What do you do when you think about a turn? What could you access now that you can breath into the back of your heart, now that you can think about your thigh bone and have it rotate? What happens when your thoughts bubble up energy through your feet?
When you slide down a rein or a lead, while you're waiting - listening - for a give from your horse, what could you release that would help him to find the feel you are looking for? What do I feel under my hand that I can click?
Again, no answers were given, just the freedom to explore. The click marked changes I could track with my finger tips.
I loved this process. It gave us a way to ask questions of one another. "What do you do when you ask your horse for more energy? How do you use your seat, your back through transitions?"
The language of riding is such a challenge. We're trying to transform a physical experience into words, a weak translation at best. Here through our fingertips was a way past the words into real awareness. In each of the clinic groups we had a wonderful opportunity to compare notes and learn from each other. We had some very experienced riders who added some wonderful insights into what it means to ride on the inside. What a great gift these riders shared with everyone in the group.
I hope some of the people who participated in these clinics will jump in with their own observations and ah has. What did you learn? What did you take away from these experiences. I know what I saw later when we worked with the horses - more energy in all gaits, clean, crisp transitions, softer handling with less overt action. The morning sessions certainly made my job as a riding coach so much easier.
And what did my own horses tell me about micro-riding? When I got back from the Groton clinic, it had been at least ten days since any of the horses had been worked. Peregrine in particular usually takes a few days to get back on track. But on the day after I got back I took him into the arena and was blown away by the quality of his trot. He was telling me whatever I'd been doing over the weekend - he was liking a lot.
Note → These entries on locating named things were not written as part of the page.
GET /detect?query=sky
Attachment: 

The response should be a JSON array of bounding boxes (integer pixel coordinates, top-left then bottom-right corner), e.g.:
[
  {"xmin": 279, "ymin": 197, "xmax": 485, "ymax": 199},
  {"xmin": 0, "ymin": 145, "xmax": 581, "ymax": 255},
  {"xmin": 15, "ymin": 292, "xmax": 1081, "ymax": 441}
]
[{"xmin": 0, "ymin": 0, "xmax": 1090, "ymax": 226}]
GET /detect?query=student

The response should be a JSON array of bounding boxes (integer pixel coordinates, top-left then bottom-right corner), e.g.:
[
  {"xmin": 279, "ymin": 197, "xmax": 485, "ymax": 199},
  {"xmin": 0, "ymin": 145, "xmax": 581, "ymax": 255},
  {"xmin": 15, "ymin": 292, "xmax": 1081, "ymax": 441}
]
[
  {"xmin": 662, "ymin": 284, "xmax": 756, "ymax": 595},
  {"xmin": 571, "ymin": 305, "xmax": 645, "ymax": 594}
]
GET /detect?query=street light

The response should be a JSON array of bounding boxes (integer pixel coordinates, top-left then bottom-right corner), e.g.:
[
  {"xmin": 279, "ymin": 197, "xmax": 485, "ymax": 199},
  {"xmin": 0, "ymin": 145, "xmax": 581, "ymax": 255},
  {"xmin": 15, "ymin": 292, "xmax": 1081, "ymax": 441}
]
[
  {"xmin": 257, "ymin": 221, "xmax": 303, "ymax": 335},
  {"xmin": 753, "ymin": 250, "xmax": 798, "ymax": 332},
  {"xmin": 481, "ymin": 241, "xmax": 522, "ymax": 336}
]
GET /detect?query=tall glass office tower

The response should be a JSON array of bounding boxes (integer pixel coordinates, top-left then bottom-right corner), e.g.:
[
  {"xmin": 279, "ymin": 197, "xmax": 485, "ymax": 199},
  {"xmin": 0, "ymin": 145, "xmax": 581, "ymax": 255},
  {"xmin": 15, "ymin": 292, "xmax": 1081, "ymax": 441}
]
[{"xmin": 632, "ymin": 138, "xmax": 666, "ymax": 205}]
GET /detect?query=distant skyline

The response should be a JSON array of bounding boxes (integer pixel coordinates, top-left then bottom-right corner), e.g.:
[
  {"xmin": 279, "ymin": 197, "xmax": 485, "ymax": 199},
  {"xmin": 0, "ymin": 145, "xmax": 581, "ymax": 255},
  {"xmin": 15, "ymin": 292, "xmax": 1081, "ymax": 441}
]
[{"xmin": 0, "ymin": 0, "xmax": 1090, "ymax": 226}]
I've shared this micro-riding process with three groups now, and with each clinic I've taken people a little further into this exploration of riding from the inside. We're learning to listen, to observe, to feel. We're learning to understand and use subtle shifts in breath and muscle tension. We're finding those little places where we hold tight and block the ease of movement, and we're learning to breathe into those places, to let go. We're finding a way past trying so hard we end up creating tension. Instead of trying and becoming tight, we're learning to think and allow, and we're discovering a connection with our horses that goes beyond the ability of words to describe.
And speaking of words. I've written enough of them for one post. I wish you all great rides, and I look forward to sharing this process with all of you I'll be seeing at this year's clinics.